Twenty-two-year-old London-bred illustrator Angelica Hicks’ twisted-chic fashion illustrations have made her an Instagram star and landed her a gig with Porter magazine and a pow-wow with Amy Astley at Teen Vogue (set up through a direct message on Insta!). Hicks, who is the daughter of Ashley Hicks, the niece of India Hicks, and the granddaughter of the late legendary interior design icon David Hicks, sat down at Sant Ambreous in Soho to talk to The Daily about her Diana Vreeland obsession, the power of posting, and where to bowl in NYC.
When did you start to draw?
I was always encouraged to draw when I was younger. Growing up, most of my friends would play sports with their parents—ski, tennis, golf—this was all very foreign to me. My parents would encourage me and my sister to draw instead. On holiday we would all sit around a big table outside and we would all draw or paint. I’m so lucky that art was prioritized growing up and that I come from a creative background, as so many of my friends now shy away from painting because they were not really exposed to it in their youth. For many the pencil becomes a sort of oppressive force that they develop a fear of.
When did you decide to lampoon the fashion world?
During Fashion Week last FebruaryI noticed a niche in illustration. There were so many illustrators but none of them were really engaging with the comedic aspects of fashion. I decided to take advantage of this niche using the platform of Instagram to provide a comical commentary on Fashion Week.

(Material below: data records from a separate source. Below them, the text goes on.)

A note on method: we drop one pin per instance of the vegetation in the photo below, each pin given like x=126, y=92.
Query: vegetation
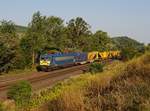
x=20, y=47
x=20, y=93
x=96, y=67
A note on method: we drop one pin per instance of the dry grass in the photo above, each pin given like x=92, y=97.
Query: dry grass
x=125, y=87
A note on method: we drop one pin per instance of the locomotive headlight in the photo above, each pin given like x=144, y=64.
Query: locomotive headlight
x=44, y=62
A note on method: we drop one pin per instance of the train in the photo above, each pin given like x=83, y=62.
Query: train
x=53, y=61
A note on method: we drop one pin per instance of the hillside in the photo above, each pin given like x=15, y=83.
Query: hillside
x=125, y=41
x=121, y=87
x=21, y=29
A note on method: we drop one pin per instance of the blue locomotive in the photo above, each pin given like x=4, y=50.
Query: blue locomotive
x=56, y=60
x=50, y=61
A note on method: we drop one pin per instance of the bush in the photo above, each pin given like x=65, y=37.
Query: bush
x=1, y=107
x=20, y=93
x=96, y=67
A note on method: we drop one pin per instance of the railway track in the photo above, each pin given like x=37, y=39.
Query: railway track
x=44, y=79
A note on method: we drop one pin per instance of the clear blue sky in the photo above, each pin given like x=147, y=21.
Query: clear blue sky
x=117, y=17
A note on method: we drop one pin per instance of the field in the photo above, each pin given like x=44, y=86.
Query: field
x=121, y=87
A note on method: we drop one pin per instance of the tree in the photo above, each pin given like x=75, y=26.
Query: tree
x=101, y=41
x=7, y=27
x=34, y=37
x=54, y=32
x=129, y=47
x=9, y=46
x=78, y=31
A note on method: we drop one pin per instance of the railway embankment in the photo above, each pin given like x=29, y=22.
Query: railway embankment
x=120, y=87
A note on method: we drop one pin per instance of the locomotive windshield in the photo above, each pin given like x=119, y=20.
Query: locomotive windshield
x=45, y=60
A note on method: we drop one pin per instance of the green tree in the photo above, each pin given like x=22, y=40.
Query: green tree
x=34, y=38
x=101, y=41
x=9, y=46
x=21, y=93
x=78, y=31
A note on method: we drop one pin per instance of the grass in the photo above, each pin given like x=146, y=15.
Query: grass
x=126, y=87
x=18, y=72
x=120, y=87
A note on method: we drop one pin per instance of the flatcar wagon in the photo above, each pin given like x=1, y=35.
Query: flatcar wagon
x=58, y=60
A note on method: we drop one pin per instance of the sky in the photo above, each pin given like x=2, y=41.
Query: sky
x=117, y=17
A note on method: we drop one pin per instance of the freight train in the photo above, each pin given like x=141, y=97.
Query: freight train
x=49, y=62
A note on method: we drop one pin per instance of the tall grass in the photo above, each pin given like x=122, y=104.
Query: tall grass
x=126, y=87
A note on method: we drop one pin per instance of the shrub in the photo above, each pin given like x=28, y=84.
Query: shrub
x=20, y=93
x=1, y=107
x=96, y=67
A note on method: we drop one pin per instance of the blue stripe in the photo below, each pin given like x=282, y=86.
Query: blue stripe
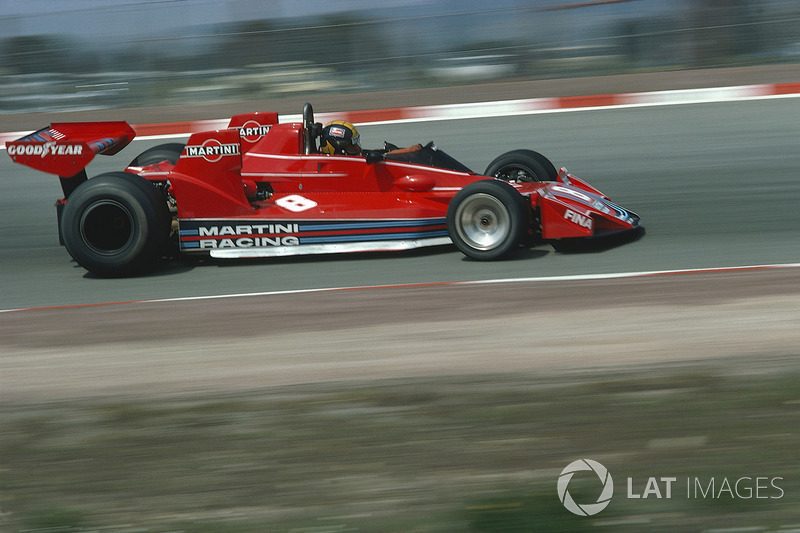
x=324, y=226
x=374, y=237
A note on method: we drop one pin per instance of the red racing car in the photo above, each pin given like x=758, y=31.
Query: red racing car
x=264, y=189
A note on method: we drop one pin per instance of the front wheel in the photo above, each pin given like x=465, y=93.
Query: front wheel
x=487, y=219
x=116, y=225
x=522, y=165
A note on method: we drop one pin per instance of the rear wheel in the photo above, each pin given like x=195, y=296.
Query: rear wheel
x=116, y=225
x=522, y=165
x=487, y=219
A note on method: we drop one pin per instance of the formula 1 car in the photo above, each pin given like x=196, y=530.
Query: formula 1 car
x=261, y=189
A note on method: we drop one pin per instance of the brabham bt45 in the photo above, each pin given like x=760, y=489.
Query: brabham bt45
x=260, y=188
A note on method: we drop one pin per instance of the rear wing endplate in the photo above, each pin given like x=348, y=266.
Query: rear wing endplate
x=66, y=148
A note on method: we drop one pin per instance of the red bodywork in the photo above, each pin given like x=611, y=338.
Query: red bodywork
x=251, y=190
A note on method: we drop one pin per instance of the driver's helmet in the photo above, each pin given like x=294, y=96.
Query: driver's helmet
x=340, y=137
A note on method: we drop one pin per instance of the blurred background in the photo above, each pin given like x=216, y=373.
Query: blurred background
x=81, y=54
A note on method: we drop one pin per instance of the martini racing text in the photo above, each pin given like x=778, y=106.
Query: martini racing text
x=248, y=236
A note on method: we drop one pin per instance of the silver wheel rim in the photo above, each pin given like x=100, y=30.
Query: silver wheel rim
x=483, y=222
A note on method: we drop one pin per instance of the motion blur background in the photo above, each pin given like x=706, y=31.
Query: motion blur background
x=80, y=54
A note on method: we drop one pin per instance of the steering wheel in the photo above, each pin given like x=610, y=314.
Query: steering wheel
x=311, y=130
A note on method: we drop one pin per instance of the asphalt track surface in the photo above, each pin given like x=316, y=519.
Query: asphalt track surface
x=716, y=186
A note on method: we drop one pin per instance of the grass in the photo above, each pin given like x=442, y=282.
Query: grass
x=476, y=454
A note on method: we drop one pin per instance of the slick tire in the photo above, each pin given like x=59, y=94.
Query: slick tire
x=487, y=220
x=522, y=165
x=163, y=152
x=116, y=225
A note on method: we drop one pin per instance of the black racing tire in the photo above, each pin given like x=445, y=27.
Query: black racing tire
x=163, y=152
x=522, y=165
x=487, y=220
x=116, y=225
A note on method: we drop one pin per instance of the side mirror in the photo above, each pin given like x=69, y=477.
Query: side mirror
x=373, y=156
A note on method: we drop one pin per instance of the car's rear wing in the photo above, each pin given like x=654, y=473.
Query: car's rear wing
x=65, y=148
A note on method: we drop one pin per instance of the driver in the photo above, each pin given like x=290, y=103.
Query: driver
x=341, y=138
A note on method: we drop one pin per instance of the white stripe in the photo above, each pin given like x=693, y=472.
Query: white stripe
x=542, y=279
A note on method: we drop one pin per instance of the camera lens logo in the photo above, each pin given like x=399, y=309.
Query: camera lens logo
x=586, y=509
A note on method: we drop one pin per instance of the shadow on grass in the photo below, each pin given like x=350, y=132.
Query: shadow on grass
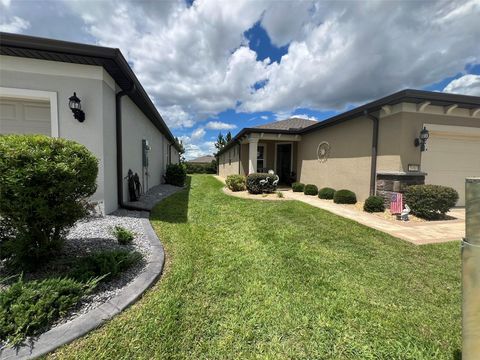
x=173, y=209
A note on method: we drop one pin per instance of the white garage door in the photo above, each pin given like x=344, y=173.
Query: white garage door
x=453, y=153
x=24, y=116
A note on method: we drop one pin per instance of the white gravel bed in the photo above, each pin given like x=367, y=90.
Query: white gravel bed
x=95, y=234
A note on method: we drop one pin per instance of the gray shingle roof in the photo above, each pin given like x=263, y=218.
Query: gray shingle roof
x=288, y=124
x=203, y=159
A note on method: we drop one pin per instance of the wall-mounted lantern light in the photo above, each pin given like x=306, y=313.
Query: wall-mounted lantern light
x=422, y=139
x=76, y=107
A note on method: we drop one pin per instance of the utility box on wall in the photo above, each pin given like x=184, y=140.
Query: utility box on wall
x=145, y=150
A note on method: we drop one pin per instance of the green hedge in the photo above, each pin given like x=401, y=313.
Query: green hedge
x=123, y=235
x=175, y=174
x=326, y=193
x=194, y=168
x=45, y=184
x=344, y=197
x=374, y=204
x=27, y=308
x=430, y=201
x=298, y=187
x=310, y=189
x=255, y=187
x=236, y=182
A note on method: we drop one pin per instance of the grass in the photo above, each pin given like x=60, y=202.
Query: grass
x=249, y=279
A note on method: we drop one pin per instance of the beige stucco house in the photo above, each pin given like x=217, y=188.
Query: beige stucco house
x=121, y=126
x=372, y=149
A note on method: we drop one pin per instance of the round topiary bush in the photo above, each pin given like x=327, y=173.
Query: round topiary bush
x=176, y=174
x=45, y=184
x=344, y=197
x=236, y=182
x=430, y=201
x=326, y=193
x=310, y=189
x=298, y=187
x=258, y=183
x=374, y=204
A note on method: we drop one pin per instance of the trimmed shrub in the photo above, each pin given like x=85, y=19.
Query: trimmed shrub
x=310, y=189
x=344, y=197
x=236, y=182
x=193, y=168
x=175, y=175
x=45, y=184
x=326, y=193
x=298, y=187
x=105, y=264
x=124, y=236
x=258, y=183
x=27, y=308
x=374, y=204
x=430, y=201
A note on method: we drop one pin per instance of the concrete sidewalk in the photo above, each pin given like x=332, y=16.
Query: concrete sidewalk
x=418, y=233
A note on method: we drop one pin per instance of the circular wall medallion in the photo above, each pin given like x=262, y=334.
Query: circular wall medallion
x=323, y=150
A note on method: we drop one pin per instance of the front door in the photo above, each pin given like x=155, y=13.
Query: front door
x=284, y=162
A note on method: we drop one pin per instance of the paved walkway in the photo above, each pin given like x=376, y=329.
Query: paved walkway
x=418, y=233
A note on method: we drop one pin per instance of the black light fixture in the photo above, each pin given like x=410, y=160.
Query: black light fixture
x=422, y=139
x=76, y=107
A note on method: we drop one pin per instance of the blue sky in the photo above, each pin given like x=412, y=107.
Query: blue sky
x=212, y=66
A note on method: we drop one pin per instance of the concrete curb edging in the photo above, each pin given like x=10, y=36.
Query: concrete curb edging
x=66, y=333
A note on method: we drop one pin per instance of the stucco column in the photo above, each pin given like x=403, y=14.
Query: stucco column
x=252, y=156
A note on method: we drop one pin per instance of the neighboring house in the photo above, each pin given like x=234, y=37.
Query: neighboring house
x=371, y=149
x=202, y=160
x=122, y=126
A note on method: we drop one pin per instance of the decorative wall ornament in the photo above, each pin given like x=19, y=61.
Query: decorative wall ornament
x=323, y=151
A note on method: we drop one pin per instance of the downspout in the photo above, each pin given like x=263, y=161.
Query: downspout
x=239, y=159
x=118, y=132
x=373, y=169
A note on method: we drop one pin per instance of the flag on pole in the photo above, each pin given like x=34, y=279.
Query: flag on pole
x=396, y=203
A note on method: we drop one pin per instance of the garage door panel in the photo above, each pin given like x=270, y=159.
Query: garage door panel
x=451, y=158
x=19, y=116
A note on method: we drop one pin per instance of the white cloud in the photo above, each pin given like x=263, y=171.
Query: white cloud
x=14, y=25
x=176, y=117
x=466, y=85
x=197, y=134
x=218, y=125
x=284, y=20
x=348, y=56
x=305, y=116
x=194, y=149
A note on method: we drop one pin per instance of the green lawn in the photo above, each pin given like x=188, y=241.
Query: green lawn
x=283, y=280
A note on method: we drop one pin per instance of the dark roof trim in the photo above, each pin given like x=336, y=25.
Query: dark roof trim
x=408, y=95
x=111, y=59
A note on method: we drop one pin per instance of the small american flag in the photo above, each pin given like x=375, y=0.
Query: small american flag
x=396, y=203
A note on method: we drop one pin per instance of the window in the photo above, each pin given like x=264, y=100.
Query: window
x=261, y=163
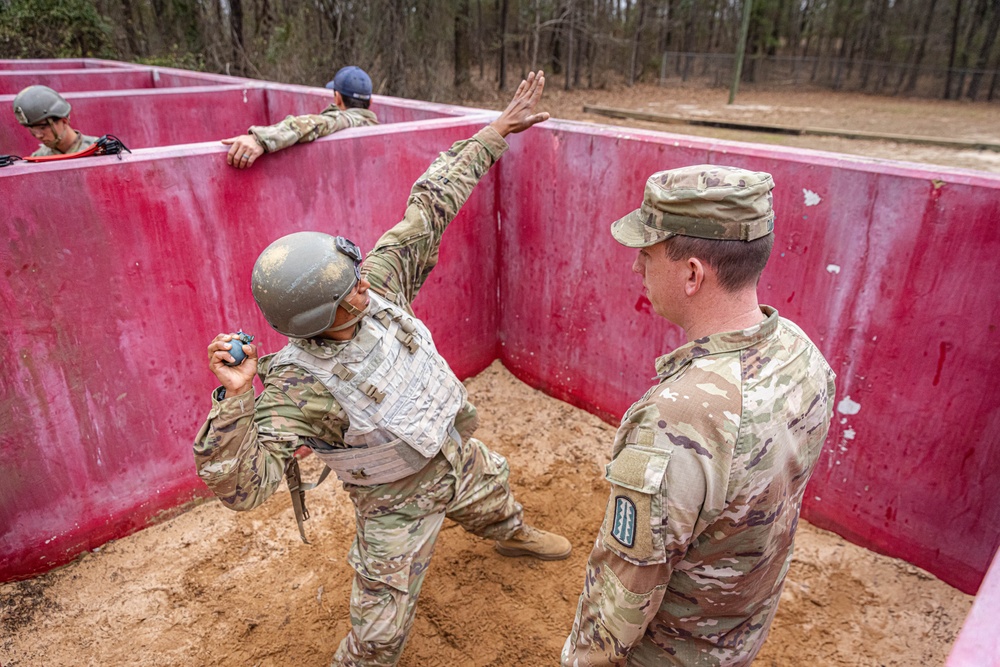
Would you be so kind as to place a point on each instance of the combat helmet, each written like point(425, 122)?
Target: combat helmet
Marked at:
point(301, 279)
point(35, 104)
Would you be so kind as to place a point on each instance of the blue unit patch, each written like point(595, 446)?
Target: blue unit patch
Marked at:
point(623, 529)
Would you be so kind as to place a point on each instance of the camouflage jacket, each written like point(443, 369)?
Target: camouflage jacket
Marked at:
point(707, 476)
point(301, 129)
point(243, 447)
point(82, 141)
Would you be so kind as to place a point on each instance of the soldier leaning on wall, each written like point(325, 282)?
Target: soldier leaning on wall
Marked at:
point(708, 469)
point(361, 383)
point(352, 94)
point(46, 115)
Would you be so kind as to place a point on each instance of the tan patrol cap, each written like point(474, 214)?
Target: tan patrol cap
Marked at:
point(705, 201)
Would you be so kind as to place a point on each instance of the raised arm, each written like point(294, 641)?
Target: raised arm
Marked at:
point(406, 254)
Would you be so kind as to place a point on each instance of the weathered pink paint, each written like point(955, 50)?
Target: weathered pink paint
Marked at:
point(150, 117)
point(171, 116)
point(978, 644)
point(119, 272)
point(72, 80)
point(64, 63)
point(886, 274)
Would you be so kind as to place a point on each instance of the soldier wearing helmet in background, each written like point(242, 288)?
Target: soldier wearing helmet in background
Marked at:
point(361, 383)
point(352, 94)
point(708, 469)
point(46, 115)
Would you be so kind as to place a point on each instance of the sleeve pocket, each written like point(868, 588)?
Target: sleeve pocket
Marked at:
point(633, 522)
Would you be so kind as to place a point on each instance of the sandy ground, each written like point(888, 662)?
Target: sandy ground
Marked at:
point(214, 587)
point(800, 108)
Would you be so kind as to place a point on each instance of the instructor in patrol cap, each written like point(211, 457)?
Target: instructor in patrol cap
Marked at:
point(708, 468)
point(46, 115)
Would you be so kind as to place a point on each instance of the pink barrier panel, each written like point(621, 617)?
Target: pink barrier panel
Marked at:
point(288, 100)
point(978, 644)
point(178, 78)
point(63, 63)
point(117, 274)
point(66, 81)
point(36, 64)
point(146, 118)
point(885, 266)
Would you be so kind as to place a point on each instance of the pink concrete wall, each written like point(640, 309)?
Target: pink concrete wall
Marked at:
point(978, 644)
point(151, 117)
point(170, 116)
point(72, 80)
point(117, 274)
point(64, 63)
point(887, 267)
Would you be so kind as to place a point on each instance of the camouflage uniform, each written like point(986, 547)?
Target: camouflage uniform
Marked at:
point(242, 450)
point(82, 141)
point(707, 474)
point(301, 129)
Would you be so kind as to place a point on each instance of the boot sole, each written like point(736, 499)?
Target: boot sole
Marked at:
point(514, 553)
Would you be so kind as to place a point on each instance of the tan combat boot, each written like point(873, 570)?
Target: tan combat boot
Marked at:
point(528, 541)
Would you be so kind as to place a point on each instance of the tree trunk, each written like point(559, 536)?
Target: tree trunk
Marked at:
point(954, 49)
point(461, 54)
point(911, 84)
point(636, 39)
point(236, 34)
point(502, 71)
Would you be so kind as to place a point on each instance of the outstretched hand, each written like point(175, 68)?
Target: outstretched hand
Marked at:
point(243, 151)
point(519, 114)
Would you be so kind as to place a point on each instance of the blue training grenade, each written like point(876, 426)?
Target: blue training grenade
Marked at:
point(237, 350)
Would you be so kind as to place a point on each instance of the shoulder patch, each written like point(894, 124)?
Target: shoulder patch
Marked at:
point(623, 528)
point(633, 522)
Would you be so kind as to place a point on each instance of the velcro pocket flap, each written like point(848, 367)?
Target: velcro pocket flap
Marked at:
point(633, 519)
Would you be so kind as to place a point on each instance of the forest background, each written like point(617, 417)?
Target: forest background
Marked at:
point(442, 50)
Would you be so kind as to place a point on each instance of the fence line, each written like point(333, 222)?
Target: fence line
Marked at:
point(870, 76)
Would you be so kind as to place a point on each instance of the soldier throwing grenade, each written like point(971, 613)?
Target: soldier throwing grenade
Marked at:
point(361, 383)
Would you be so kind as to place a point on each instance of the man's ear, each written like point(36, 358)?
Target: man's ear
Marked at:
point(696, 273)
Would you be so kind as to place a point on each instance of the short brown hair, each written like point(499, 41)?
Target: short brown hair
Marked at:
point(738, 264)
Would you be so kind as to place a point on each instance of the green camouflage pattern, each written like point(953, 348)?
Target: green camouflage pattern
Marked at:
point(705, 201)
point(242, 449)
point(711, 465)
point(302, 129)
point(82, 141)
point(397, 526)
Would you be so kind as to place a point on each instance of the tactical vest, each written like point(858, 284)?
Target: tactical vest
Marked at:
point(399, 394)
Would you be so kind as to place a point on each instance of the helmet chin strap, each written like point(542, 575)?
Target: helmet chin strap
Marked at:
point(351, 310)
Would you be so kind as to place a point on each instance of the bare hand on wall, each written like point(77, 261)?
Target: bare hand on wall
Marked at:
point(243, 151)
point(519, 114)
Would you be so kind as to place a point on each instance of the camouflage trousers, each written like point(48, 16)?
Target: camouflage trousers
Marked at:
point(397, 527)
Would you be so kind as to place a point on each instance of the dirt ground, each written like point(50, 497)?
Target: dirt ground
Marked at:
point(978, 121)
point(215, 587)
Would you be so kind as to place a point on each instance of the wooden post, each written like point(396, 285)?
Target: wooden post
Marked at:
point(740, 48)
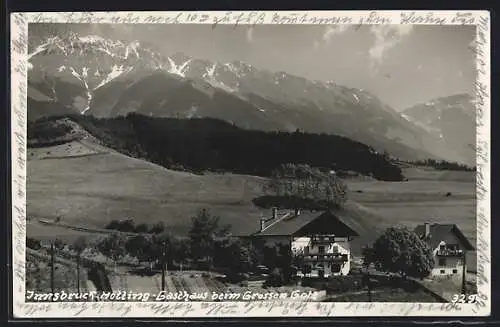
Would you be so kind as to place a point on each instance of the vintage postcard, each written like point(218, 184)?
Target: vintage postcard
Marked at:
point(251, 164)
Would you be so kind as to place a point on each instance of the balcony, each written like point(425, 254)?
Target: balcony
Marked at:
point(326, 257)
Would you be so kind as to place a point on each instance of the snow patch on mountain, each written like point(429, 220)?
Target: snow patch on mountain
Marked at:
point(115, 72)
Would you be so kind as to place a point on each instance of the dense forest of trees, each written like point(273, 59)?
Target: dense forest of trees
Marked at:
point(200, 145)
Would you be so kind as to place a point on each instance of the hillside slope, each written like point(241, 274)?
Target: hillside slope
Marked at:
point(105, 78)
point(201, 145)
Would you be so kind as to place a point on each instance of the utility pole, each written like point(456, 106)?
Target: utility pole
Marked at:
point(52, 268)
point(163, 254)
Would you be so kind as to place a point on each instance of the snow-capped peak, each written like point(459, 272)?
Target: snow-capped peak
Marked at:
point(178, 69)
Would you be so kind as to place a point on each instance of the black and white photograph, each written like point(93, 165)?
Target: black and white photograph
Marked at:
point(331, 162)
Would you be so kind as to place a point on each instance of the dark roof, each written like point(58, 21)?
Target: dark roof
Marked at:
point(438, 233)
point(336, 220)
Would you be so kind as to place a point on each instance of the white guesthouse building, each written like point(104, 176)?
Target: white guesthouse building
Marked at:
point(320, 239)
point(449, 246)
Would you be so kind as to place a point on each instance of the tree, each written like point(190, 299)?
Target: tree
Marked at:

Which fashion peeps are most fun to poke fun of?
My favorite fashion world fixtures to draw are really determined by the way in which their names can be manipulated and how easily they lend themselves to puns. A permanent fixture on my feed is Diana Vreeland, though, and that is because she has such a strong, interesting look to draw and she was such an incredible personality.
Fashion stars can have humongous egos. Has anyone been offended by a drawing?
Yes! A couple of times actually. One time I illustrated the place settings for a dinner honoring a brand and one of the women was very offended by her hair. She had brown hair with caramel highlights but apparently was in complete denial of the highlights so she exclaimed, “Never in my life have I had blonde in my hair!” the entire way through dinner. Those seated around her were quite bemused as her hair was indeed highlighted! Drawing people is tricky, though. Someone will always be offended by your interpretation of them.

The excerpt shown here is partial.